The first European settlers arrived in the Comox Valley in 1862 and soon discovered why the First Nations called the area "Komoux", or "Land of Plenty". Over time, the settlers cleared land for farms and began logging the extensive forests. In 1914, the railway line from Victoria was extended to the Valley; a year later the area around the train station was incorporated as the City of Courtenay.

Throughout the late 19th century, many Royal Navy war ships anchored in the Comox Bay, prompting the construction of the Comox Wharf in 1893. The community officially became known as Comox.

In the late 1800's and the early 1900's coal was the mainstay of central Vancouver Island's economy. Built on rich coal seams, the inland settlement of Cumberland became a flourishing community that was segregated into separate town sites for the diverse nationalities working in the mines including a significant Chinese community. After World War I, the demand for coal lessened and Cumberland has subsequently become a community rich in mining heritage. Visit Cumberland to experience their diverse arts community and distinctive heritage homes of interest.
Nestled between the Beaufort Mountains and the Strait of Georgia on the eastern coast of Vancouver Island, the Comox Valley is a collection of rolling mountains, delicate alpine meadows, rushing rivers, pristine lakes, lush forests, fertile farms, incredible beaches and more than 40 green parks. This unique geography plus a year round temperate climate, creates an exceptional location for an incredible range of year-round outdoor recreation activities.

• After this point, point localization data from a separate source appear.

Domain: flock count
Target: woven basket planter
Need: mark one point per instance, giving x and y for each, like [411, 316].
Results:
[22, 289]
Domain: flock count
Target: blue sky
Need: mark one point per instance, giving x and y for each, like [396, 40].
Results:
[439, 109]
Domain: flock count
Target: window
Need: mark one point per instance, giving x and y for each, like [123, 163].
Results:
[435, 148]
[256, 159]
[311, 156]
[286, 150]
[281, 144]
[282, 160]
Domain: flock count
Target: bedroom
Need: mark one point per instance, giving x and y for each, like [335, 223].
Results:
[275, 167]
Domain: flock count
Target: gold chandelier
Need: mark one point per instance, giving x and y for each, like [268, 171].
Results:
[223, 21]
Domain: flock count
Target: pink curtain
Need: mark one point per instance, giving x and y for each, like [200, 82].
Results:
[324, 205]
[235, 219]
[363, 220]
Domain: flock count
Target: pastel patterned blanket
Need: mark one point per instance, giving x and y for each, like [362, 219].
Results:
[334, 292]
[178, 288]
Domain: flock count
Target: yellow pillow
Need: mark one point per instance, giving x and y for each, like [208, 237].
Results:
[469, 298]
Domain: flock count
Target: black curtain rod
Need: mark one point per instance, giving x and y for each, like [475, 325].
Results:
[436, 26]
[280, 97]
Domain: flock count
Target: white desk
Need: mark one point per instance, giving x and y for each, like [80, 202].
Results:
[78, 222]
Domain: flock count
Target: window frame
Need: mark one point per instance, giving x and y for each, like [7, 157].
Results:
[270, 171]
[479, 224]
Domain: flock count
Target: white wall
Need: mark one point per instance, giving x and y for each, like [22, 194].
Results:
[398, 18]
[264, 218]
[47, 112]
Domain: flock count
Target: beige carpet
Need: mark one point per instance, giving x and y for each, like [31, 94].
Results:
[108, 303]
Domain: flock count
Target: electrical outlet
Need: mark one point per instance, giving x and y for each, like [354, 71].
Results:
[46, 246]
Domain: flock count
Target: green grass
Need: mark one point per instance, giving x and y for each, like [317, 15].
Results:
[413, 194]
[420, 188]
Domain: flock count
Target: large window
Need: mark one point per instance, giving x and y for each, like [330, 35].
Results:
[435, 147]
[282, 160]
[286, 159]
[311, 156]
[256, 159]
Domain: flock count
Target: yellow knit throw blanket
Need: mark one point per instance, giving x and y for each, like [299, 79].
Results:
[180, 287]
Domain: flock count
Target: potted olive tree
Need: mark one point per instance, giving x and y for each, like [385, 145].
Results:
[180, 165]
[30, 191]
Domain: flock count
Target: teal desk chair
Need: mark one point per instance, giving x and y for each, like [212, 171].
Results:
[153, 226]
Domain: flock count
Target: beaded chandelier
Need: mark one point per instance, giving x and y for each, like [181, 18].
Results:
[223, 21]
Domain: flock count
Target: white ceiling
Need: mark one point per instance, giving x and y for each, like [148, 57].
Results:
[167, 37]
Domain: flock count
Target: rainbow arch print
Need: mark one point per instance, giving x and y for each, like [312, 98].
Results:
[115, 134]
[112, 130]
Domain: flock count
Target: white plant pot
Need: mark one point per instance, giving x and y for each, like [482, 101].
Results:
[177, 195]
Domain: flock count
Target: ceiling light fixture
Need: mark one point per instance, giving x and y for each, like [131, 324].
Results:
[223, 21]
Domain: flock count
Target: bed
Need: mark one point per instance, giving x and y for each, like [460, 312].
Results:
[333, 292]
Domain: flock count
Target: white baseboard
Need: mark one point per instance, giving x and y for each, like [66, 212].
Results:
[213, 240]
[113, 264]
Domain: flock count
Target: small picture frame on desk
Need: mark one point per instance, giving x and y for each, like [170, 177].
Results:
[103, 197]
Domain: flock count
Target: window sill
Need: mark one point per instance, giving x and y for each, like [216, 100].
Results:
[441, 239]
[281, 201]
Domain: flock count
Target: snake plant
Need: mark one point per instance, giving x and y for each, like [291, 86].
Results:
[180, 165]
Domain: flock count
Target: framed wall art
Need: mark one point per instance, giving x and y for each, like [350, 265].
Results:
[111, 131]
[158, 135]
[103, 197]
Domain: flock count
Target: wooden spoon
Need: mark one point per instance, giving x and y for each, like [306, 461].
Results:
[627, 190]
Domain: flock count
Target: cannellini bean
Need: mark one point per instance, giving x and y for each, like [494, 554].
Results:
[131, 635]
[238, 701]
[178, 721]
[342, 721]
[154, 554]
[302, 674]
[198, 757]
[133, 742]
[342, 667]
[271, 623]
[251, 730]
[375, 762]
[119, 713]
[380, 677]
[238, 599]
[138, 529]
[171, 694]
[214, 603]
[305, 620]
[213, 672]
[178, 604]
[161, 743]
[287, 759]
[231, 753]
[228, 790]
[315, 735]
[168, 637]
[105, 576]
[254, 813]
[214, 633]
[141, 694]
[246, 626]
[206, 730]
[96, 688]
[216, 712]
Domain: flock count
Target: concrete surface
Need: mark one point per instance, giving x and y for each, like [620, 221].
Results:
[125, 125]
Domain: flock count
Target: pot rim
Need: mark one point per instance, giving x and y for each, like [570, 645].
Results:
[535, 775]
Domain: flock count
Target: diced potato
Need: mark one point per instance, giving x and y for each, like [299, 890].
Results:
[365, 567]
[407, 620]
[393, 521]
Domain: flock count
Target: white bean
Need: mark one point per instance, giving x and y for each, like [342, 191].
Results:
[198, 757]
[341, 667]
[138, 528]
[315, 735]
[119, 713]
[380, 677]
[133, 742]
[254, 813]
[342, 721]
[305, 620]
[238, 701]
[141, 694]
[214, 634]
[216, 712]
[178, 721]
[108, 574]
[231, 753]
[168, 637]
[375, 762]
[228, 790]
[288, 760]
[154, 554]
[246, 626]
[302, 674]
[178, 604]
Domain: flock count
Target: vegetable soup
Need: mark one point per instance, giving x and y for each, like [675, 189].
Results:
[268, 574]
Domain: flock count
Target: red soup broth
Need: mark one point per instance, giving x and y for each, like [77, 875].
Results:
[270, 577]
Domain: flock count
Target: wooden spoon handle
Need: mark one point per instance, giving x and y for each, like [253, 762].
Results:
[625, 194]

In the Comox Valley it really is possible to enjoy the best of all seasons - you can be knee-deep in a winter wonderland, then within half an hour be dusting the snow off your boots on a lush green golf course, or paddling a kayak through sparkling blue waters.

The Comox Valley is also a thriving centre for arts and culture. Four major museums, live theatre, a dynamic music scene, an active artist community and year round cultural festivals and events are just a few of the many attractions the Comox Valley has to offer.

Gourmet cuisine, unique shopping experiences, galleries and eclectic coffee and tea shops line the streets of the Comox Valley's urban centres. Or head into the quiet farmland, hills and coastlines of the Comox Valley and experience the relaxed atmosphere of rural life.

Awarded the prestigious national distinction of Cultural Capital of Canada for 2007, the Comox Valley is recognized for its ongoing commitment to arts and culture. The Comox Valley is made up of the distinctive and colourful communities of Courtenay, Comox and Cumberland and the surrounding Comox Valley Regional District rural areas. These communities are all quickly traveled between and each has a special charm that lends itself to the overall magic that is the Comox Valley. With many shared public amenities including sports and recreation centres, theatres, galleries, playing fields, parks and schools, the Comox Valley is a welcoming and friendly place to live and visit.